Bazaar-NG traffic #2
Magnus Therning
magnus at therning.org
Tue Oct 11 14:50:56 BST 2005
On Tue, Oct 11, 2005 at 08:33:17AM -0500, John A Meinel wrote:
>David Allouche wrote:
>> On Tue, 2005-10-11 at 03:21 -0400, James Blackwell wrote:
>>
>>>= _Always_ Unicode =
>>>
>>>The Unicode discussions continued this week. Last week, Alexander Belchenko
>>>referred to some bzr code that didn't handle Russian filenames properly.

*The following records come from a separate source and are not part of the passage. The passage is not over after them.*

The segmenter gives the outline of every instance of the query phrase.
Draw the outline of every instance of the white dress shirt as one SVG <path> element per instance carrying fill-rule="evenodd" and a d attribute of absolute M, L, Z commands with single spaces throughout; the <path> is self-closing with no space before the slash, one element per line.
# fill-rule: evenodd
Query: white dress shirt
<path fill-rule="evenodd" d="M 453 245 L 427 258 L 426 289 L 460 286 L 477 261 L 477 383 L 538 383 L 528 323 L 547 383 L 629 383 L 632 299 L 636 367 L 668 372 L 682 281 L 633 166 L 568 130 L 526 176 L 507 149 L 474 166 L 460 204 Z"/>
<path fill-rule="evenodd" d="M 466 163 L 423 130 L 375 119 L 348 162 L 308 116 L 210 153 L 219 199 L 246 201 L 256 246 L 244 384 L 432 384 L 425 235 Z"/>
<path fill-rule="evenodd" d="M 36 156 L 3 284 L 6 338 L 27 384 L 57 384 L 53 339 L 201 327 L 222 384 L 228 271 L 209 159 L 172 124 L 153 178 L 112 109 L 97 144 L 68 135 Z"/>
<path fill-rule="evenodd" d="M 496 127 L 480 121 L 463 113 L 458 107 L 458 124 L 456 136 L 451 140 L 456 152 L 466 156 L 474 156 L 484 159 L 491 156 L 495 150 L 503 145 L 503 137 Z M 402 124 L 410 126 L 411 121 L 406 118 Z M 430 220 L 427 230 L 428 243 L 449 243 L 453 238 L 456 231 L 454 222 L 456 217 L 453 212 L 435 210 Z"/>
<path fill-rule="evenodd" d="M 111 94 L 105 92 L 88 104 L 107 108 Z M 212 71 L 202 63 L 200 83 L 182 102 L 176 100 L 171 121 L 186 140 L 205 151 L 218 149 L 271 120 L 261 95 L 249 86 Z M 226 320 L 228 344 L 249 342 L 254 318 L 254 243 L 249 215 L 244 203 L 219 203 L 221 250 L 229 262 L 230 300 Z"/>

>>>This week Belchenko followed up a couple more times without a response.
>>
>>
>> Something which has been somewhat nagging me...
>>
>> I would like if it were possible to have byte-stream file names. In some
>> situations (e.g. automated imports from CVS) you might end up with file
>> names contaning non-ASCII characters without any encoding information.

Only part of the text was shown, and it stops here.